Simplify, simplify, simplify! A simpler neckline.

Several of the tops I've made lately are very simply constructed, with no shoulder seam.  The neckline treatment evolved as I was making them. I bound the first two, but continued to look for a simpler approach.  Finally, I came up with this:

1. An asymmetrically flattened oval template for the neck opening.  It's flatter at the back than at the front, and placed so its long axis is not aligned with the shoulder seam (in the absence of a seam, the shoulder fall line) but shifted towards the front.  The overall circumference should be approximately the same as one's head; it'll enlarge slightly in the finishing step.

2. No binding.  Instead, a line of fine stitching circumscribes the neckline about 1 cm from the cut edge.

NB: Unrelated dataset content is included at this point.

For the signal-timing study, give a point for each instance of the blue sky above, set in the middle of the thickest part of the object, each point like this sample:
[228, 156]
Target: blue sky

The edge is then folded over - some clipping is necessary to get the edge to fold over at the tight curves - and stitched down with two lines of very-very short stitches.  

 The second line is created continuously with the first, with a two stitch jog at the end of the first "circumnavigation".  I'm slightly compulsive about tying off thread ends with a tailor's knot and then hiding them into seams, so even this tiny little step is a time-saver for me.

Once the neckline is finished, the flat fabric is folded again and the side seam chalked in and pinned (marked by orange pinheads) - from the right side, since it'll be a French seam. 


  1. Interesting technique--I am intrigued by the shape of your neckline. Definitely makes more sense than a symmetrical hole.